Entendo também que para além do legítimo e necessário clamor pela apuração, investigação e punição dos envolvidos em casos de corrupção que sejam confirmados, tarefa que deve ser facilitada pela Câmara de Vereadores (fornecendo todas as informações e documentos necessários aos órgãos de investigação), a Operação Indenizar-SE abre uma janela de oportunidades para a discussão sobre transparência, combate à corrupção e controle social do Poder Legislativo de Aracaju.
Sobre isso, acredito ser fundamental como primeira medida a substituição de toda a composição titular da Comissão de Ética da Câmara, afinal os três integrantes titulares estão sendo investigados (Jailton Santana, Adriano Taxista e Dr. Gonzaga). Cabe lembrar que, até o momento, a Comissão de Ética não se pronunciou sobre as investigações.
Em consonância com a Lei de Transparência e com a garantia do controle social, são necessárias também medidas como: o acesso irrestrito da população a informações relativas à atuação parlamentar (incluindo todos os recursos utilizados pelos vereadores); a viabilização pela Mesa Diretora da Câmara, e não via pagamentos individualizados pelos vereadores, de todos os serviços e materiais utilizados pelos parlamentares; a criação do Portal da Transparência da Câmara de Aracaju; a instalação de uma Ouvidoria da Câmara, que tenha autonomia e estrutura para desenvolver os seus trabalhos e que seja ocupada por servidores efetivos; e a garantia, com brevidade, da instalação da TV Câmara Aracaju no sinal aberto e digital de televisão.

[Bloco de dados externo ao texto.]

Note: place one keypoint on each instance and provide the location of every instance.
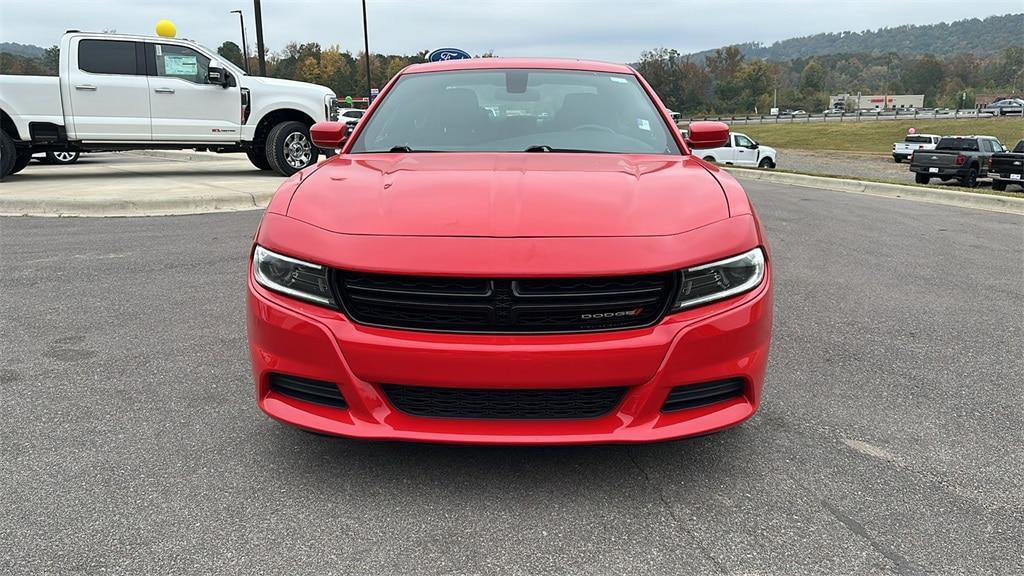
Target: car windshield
(967, 145)
(516, 110)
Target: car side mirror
(218, 76)
(704, 134)
(329, 135)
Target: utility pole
(259, 39)
(245, 47)
(366, 51)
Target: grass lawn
(876, 136)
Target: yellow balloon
(165, 29)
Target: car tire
(8, 154)
(258, 159)
(22, 160)
(61, 157)
(971, 179)
(289, 148)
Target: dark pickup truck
(964, 158)
(1008, 168)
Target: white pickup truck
(138, 92)
(912, 142)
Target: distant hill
(27, 50)
(980, 37)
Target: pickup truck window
(964, 145)
(181, 62)
(107, 56)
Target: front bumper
(725, 339)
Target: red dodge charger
(511, 251)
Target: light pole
(259, 39)
(245, 47)
(366, 50)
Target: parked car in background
(137, 92)
(1006, 107)
(740, 150)
(964, 158)
(1008, 167)
(913, 142)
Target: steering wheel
(594, 127)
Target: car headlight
(289, 276)
(719, 280)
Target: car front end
(498, 297)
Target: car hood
(509, 195)
(281, 83)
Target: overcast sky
(615, 31)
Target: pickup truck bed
(1008, 168)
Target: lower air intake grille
(504, 404)
(307, 391)
(692, 396)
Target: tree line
(723, 81)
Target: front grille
(504, 404)
(692, 396)
(505, 305)
(307, 391)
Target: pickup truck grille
(504, 305)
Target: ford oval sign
(443, 54)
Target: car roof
(517, 63)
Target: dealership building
(876, 101)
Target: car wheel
(289, 148)
(61, 157)
(258, 158)
(22, 160)
(7, 154)
(971, 179)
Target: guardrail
(850, 117)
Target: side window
(107, 56)
(181, 62)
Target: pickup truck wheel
(971, 179)
(20, 161)
(7, 155)
(289, 148)
(258, 158)
(61, 157)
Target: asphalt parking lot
(889, 442)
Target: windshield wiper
(546, 148)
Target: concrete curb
(948, 197)
(225, 201)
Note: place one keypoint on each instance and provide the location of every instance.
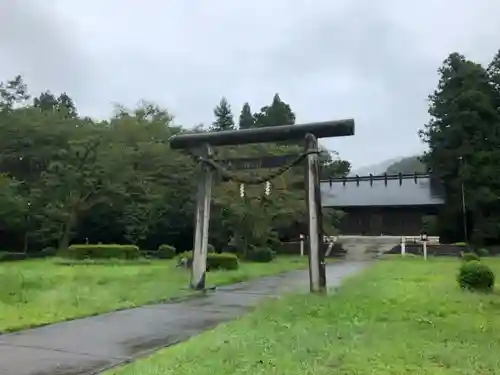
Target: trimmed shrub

Como disse anteriormente, a Operação Indenizar-SE deve ser vista também como uma oportunidade de transformar a Câmara de Vereadores num espaço que seja marcado pela transparência e pelo controle social. Cabe agora ao conjunto dos vereadores decidir se optam por esse caminho, qualificando a nossa democracia, ou se insistirão na tática de afastar a população da política e das decisões que afetam a sua própria vida.